Pakistan already ranks third among countries facing acute water shortages. According to the International Monetary Fund, the country of 220 million people may face absolute water scarcity by 2040 due to climate change and increasing population.
In the federal capital, the availability of drinking water is already a concern to its two million inhabitants, the water level in its main sources — the Simly Dam and Khanpur Dam — has plummeted to close to the dead level, according to the Capital Development Authority (CDA), forcing it sharply reduce supply to residents.
“We have cut the water supply to residents to 60 million gallons per day against the original demand of around 220 million gallons per day,” CDA water management deputy director general Sardar Khan Zimri told Arab News.
According to CDA data, the Simly Dam on Wednesday recorded 1,106 million gallons of water, against its maximum storage of 6,500 million gallons, which would suffice only for the next 42 days.

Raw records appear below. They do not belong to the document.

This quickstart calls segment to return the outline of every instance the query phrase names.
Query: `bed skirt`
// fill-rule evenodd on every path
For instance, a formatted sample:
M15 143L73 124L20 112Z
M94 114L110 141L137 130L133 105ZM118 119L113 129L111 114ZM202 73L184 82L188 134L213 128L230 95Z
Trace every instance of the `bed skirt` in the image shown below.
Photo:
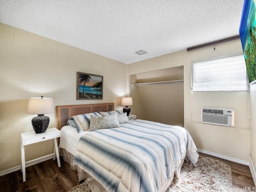
M70 168L77 172L77 176L78 177L79 181L80 182L84 180L86 182L92 192L108 192L100 184L94 179L90 175L82 169L80 168L76 165L74 164L73 163L73 161L74 158L74 155L66 151L65 149L60 148L59 148L59 153L60 156L62 156L63 157L63 160L69 164ZM183 164L185 157L186 156L184 157L182 160L180 164L177 168L176 170L175 170L174 173L178 178L180 177L180 170ZM168 188L170 185L171 182L173 179L174 176L174 175L172 176L171 177L171 179L166 182L166 184L164 185L163 186L162 186L163 187L160 189L160 192L165 192L167 188Z

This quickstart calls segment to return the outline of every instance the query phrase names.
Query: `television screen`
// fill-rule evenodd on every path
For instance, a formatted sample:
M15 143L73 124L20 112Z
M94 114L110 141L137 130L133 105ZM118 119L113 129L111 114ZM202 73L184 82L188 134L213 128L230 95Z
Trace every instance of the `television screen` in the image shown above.
M256 82L255 0L245 0L239 34L250 83Z

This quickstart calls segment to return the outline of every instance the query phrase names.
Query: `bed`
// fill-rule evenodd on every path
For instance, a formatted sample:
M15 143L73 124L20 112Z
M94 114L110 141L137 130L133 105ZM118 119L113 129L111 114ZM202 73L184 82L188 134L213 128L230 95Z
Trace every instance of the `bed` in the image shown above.
M186 155L193 164L198 160L193 140L181 127L127 121L113 103L57 107L60 154L92 192L164 192L174 174L179 176ZM90 122L81 122L89 116ZM101 124L110 119L106 127ZM70 120L75 126L67 125Z

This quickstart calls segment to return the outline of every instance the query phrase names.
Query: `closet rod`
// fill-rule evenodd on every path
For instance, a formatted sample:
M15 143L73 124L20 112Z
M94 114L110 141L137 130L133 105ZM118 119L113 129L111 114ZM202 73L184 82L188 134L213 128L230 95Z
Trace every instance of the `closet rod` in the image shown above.
M173 83L183 83L184 80L175 80L174 81L160 81L159 82L151 82L150 83L134 83L133 85L137 86L144 86L146 85L162 85L163 84L172 84Z

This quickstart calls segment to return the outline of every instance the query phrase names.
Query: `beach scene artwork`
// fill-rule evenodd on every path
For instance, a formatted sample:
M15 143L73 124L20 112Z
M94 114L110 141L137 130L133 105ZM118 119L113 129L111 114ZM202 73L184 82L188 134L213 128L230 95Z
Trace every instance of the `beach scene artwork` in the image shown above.
M77 72L78 100L102 99L103 76Z
M255 0L245 0L239 34L250 84L256 82Z

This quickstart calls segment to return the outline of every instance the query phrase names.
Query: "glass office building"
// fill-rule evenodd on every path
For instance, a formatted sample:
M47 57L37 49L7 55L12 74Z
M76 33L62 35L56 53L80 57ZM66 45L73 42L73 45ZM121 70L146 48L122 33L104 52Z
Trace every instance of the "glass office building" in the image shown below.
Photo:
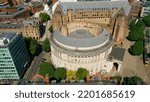
M0 79L20 79L29 62L22 34L0 34Z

The water level at the Khanpur Dam was 1,937 feet against its maximum of 1,982 feet.
“We will be forced to cut the water supply further to the residents in coming weeks if the reserves failed to improve,” Zimri said, adding that people should adopt water conservation habits.

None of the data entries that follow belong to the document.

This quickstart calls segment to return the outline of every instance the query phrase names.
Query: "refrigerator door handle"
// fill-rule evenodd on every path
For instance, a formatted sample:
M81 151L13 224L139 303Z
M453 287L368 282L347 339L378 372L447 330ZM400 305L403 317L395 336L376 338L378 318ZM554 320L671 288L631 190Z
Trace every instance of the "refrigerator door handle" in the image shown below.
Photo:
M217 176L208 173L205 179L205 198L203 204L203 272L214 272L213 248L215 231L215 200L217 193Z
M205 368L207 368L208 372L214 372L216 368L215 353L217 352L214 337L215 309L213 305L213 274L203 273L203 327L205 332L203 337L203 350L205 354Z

While he said the CDA has managed to reduce water leakage from the city’s pipelines from over 35 percent to 15 percent, experts still cite it as one of the main issues, along with the city’s expansion that is disproportional to the area’s natural resources.
“Millions of gallons of water are lost daily in Islamabad due leaky and aging pipes and other infrastructure. This all needs to be fixed at emergency basis,” Mome Gul, founder of Reclaiming Green Islamabad, told Arab News.
“We need to check the urban sprawl and manage the existing water resources efficiently with their regular dredging and maintenance,” she said, adding that the CDA should also fix water quotas for skyscrapers and commercial centers.
According to Gul, the imminent water emergency is no surprise as the city has not been mapping its underground water resources and has not developed even one water reservoir in the past two decades.
Authorities are hopeful the water crisis will abate by next week as the met office forecasts a “good spell of rain” Murree, Haripur, Abbottabad and Kashmir, which are the catchment areas of the Simly and Khanpur dams.
“We are expecting a good rainfall in the catchment areas of these dams,” Dr. Azmat Hayat Khan, chief meteorologist at the Pakistan Meteorological Department in Islamabad told Arab News.